Source: Black Hills Information Security, Inc.
Author: BHIS
URL: https://www.blackhillsinfosec.com/model-context-protocol/
ONE SENTENCE SUMMARY:
The Model Context Protocol (MCP) is an open standard enabling AI-LLM interaction with external data, posing significant security risks.
MAIN POINTS:
- MCP facilitates AI integration with external data, reducing custom code requirements.
- Employs a client-server architecture using JSON-RPC for requesting and delivering capabilities.
- Designed for applications like trip planning using MCP servers interfacing with tools and resources.
- Provides three building blocks: Tools, Resources, and Prompts for interacting with data.
- Lacks built-in security, leading to potential vulnerabilities and attack vectors.
- Probabilistic nature of AI-LLM connected to deterministic tools introduces unpredictability.
- Trust assumptions without enforcement necessitate strict security controls for MCP implementation.
- Potential attack scenarios include credential theft, prompt injection, and overprivileged access.
- Risk mitigation includes validating inputs, implementing access controls, and careful logging.
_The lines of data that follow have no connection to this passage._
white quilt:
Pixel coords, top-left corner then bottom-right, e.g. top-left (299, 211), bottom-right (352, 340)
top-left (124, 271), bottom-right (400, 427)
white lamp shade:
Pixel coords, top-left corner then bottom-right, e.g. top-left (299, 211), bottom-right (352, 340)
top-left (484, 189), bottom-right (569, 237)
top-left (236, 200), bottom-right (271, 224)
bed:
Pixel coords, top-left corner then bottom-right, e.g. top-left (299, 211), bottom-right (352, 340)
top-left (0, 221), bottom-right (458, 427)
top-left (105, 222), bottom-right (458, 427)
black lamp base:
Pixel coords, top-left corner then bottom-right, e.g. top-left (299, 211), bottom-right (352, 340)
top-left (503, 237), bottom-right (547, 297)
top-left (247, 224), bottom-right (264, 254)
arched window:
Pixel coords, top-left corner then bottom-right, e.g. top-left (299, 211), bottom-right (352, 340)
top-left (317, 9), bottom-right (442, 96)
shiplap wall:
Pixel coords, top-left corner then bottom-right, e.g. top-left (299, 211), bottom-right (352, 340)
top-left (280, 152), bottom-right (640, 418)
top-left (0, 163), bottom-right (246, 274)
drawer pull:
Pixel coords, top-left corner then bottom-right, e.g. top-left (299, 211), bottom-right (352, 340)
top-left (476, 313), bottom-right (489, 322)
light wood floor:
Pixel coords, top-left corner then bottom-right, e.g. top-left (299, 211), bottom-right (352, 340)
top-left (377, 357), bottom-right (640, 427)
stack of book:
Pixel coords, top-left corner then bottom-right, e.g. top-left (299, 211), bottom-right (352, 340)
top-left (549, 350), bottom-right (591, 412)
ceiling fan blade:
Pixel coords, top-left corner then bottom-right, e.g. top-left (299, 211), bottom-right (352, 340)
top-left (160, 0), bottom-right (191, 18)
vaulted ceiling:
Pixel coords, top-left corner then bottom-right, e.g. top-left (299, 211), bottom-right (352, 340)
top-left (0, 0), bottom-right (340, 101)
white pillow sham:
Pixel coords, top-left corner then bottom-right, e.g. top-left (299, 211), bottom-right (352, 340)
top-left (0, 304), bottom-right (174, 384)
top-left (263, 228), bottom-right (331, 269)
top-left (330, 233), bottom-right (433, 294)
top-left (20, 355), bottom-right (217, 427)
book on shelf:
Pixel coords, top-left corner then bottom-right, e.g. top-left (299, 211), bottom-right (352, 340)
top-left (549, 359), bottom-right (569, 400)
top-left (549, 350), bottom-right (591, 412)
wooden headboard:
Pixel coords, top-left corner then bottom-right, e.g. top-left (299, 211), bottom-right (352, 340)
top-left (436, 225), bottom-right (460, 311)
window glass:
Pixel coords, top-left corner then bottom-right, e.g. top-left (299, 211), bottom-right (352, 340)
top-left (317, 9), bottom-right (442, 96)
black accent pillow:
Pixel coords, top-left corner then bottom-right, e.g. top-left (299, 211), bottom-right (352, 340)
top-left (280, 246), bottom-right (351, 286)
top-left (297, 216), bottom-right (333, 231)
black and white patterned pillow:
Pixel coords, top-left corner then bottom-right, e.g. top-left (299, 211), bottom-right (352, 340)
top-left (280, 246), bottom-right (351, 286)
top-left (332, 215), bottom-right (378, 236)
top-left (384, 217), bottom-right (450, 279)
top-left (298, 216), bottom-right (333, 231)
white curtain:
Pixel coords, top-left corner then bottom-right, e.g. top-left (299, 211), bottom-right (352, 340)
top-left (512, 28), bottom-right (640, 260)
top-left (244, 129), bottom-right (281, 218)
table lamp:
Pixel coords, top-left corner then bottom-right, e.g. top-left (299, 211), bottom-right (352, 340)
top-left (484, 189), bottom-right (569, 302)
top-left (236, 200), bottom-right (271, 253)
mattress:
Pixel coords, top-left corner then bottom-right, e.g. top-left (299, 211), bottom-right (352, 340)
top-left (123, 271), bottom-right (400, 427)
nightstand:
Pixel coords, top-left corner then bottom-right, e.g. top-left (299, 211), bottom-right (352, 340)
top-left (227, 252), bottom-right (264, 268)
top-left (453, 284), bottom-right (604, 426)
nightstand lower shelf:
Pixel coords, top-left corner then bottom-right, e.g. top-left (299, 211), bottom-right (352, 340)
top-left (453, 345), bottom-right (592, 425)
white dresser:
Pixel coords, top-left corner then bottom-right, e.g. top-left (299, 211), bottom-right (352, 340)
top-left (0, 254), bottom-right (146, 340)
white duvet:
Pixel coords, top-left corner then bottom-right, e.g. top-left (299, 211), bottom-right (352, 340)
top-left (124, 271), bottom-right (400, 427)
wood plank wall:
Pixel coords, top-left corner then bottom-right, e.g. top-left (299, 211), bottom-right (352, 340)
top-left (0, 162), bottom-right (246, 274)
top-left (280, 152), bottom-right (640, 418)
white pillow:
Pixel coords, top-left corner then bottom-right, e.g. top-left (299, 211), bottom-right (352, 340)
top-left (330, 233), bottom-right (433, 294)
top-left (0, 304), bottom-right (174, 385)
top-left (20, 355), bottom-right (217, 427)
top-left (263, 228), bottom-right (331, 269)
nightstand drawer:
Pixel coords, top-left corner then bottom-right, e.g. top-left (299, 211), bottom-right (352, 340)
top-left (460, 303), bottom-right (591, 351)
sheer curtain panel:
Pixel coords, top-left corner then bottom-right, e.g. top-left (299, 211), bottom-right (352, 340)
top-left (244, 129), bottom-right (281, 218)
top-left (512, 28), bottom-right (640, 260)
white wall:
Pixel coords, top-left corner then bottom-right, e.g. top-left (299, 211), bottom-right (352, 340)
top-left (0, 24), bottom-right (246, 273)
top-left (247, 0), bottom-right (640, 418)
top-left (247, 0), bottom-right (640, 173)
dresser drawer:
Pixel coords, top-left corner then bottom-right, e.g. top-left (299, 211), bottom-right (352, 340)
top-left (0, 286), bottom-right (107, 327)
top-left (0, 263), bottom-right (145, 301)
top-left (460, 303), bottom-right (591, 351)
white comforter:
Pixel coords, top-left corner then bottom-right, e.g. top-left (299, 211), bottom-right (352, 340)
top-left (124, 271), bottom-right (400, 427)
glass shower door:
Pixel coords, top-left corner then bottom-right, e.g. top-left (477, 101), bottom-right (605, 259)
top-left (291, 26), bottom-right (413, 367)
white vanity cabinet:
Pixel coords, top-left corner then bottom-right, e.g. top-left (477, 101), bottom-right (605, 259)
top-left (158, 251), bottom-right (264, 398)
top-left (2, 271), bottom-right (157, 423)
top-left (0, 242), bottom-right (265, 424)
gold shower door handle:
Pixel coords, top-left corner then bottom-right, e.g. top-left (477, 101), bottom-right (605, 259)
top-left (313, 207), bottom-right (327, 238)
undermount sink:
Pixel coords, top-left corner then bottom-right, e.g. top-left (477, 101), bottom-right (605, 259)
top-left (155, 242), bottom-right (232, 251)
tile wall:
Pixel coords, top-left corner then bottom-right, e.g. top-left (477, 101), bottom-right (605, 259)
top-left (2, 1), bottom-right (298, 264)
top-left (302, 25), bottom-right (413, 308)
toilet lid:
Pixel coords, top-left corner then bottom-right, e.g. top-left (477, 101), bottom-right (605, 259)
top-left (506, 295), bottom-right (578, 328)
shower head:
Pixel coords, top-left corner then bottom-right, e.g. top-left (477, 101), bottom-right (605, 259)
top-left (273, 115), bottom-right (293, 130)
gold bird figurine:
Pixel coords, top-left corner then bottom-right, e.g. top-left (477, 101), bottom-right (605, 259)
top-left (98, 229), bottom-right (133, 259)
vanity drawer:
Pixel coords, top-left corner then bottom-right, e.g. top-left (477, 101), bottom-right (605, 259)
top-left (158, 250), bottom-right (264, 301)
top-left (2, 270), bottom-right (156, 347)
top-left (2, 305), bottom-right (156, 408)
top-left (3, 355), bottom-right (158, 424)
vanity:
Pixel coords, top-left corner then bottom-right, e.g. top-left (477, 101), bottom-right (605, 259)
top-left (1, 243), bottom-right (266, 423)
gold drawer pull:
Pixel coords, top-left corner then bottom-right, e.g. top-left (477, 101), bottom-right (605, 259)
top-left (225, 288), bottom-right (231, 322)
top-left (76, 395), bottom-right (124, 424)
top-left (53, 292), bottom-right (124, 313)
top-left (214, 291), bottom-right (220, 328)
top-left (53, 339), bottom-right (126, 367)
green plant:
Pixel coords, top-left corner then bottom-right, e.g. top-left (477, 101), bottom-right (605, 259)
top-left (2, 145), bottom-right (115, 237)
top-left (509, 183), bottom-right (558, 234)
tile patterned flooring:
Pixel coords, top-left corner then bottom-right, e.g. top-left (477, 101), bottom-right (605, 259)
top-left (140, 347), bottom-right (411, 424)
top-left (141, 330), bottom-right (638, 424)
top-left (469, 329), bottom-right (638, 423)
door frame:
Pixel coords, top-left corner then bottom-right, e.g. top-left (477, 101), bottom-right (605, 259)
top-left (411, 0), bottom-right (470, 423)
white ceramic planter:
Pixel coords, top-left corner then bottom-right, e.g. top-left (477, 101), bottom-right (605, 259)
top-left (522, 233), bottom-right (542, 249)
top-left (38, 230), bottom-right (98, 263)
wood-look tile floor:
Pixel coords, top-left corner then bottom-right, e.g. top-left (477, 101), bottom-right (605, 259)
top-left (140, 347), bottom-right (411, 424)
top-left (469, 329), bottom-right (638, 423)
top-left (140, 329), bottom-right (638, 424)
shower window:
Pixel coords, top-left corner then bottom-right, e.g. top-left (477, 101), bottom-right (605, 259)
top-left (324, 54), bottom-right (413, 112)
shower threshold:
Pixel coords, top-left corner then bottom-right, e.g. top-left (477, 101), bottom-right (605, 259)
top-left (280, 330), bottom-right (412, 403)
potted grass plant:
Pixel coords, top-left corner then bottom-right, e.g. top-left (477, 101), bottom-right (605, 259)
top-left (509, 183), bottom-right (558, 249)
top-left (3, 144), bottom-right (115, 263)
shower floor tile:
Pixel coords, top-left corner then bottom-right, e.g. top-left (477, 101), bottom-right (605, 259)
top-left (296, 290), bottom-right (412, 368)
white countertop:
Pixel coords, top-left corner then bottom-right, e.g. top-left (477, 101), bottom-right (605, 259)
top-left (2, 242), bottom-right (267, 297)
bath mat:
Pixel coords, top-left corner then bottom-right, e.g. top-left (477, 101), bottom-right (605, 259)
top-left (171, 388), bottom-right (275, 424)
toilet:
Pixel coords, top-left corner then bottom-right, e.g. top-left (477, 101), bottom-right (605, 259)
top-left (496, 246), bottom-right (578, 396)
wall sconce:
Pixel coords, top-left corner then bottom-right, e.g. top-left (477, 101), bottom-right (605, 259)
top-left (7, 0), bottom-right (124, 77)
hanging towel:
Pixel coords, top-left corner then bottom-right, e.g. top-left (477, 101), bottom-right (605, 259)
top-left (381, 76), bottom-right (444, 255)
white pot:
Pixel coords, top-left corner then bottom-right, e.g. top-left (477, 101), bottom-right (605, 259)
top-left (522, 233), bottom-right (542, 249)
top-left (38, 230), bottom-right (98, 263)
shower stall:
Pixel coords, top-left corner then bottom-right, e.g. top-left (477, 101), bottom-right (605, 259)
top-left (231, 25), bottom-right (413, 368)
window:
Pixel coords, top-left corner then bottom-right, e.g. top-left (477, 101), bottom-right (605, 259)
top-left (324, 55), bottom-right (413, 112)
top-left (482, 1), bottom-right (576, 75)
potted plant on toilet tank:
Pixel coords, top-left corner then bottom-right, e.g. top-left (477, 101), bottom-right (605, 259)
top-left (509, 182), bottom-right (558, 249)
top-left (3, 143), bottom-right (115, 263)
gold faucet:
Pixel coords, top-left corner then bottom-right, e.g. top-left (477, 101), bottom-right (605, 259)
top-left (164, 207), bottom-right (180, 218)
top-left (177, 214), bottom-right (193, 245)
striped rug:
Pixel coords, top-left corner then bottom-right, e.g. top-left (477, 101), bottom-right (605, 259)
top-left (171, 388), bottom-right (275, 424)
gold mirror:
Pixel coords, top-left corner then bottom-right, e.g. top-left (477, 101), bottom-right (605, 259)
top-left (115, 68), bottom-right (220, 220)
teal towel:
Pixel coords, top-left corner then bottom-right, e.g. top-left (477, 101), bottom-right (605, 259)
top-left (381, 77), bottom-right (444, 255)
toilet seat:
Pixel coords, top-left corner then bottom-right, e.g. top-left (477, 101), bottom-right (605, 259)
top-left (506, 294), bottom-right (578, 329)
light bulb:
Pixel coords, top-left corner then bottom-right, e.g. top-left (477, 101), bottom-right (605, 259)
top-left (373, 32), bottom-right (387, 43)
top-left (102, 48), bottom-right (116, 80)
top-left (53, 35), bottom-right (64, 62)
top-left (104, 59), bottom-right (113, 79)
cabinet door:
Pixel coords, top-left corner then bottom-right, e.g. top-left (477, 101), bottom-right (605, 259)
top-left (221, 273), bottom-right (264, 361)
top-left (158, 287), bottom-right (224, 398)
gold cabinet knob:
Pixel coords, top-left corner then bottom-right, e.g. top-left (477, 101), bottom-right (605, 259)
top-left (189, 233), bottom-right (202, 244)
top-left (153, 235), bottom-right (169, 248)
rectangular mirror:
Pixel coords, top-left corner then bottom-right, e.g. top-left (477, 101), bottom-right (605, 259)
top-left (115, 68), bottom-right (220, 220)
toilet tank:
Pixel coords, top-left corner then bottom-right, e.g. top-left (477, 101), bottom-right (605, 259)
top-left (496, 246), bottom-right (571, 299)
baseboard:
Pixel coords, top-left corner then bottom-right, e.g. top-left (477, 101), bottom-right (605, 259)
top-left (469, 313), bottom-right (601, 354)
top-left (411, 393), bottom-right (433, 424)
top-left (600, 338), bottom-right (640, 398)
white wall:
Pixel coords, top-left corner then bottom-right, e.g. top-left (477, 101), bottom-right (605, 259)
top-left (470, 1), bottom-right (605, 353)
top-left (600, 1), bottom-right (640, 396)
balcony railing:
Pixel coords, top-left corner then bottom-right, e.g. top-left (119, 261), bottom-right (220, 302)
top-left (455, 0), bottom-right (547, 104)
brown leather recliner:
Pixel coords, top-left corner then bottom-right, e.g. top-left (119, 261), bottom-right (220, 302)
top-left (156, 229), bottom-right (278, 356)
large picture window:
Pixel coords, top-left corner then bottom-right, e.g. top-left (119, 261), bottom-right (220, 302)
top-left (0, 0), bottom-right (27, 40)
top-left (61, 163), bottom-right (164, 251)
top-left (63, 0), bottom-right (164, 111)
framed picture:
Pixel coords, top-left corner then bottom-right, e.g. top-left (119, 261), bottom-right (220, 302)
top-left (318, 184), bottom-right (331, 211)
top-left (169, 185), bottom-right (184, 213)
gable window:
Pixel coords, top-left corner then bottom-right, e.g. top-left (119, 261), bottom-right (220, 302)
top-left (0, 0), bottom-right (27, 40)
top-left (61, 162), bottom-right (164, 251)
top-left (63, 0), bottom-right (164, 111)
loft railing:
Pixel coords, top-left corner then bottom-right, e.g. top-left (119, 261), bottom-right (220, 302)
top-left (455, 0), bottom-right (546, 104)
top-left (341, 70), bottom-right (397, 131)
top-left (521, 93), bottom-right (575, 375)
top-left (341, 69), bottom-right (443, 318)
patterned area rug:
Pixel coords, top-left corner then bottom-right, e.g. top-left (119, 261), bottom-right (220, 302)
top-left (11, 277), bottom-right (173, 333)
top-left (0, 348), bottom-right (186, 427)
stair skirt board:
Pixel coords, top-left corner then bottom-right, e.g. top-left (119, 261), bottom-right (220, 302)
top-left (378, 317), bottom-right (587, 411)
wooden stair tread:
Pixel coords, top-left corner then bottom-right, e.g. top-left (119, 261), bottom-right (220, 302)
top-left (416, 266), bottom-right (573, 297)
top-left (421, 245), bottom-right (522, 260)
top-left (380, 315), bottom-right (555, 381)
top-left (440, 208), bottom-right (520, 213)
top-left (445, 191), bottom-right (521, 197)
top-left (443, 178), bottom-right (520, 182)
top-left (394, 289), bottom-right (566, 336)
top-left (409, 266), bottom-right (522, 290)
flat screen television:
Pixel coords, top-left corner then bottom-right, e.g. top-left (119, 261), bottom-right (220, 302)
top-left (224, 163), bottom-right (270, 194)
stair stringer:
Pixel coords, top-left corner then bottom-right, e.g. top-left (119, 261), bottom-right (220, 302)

- Tools like MCPSafetyScanner and MCP Guardian aid in scanning and enforcing security measures.
TAKEAWAYS:
- MCP poses various security challenges due to its open nature and trust assumptions.
- Strict validation and access control are essential for secure MCP tool implementation.
- Risk mitigation tools provide valuable resources for enhancing MCP security.
- Authorization specifications enforce least privilege principles in tool invocation.
- Ongoing evolution and attention to security are crucial as MCP adoption grows.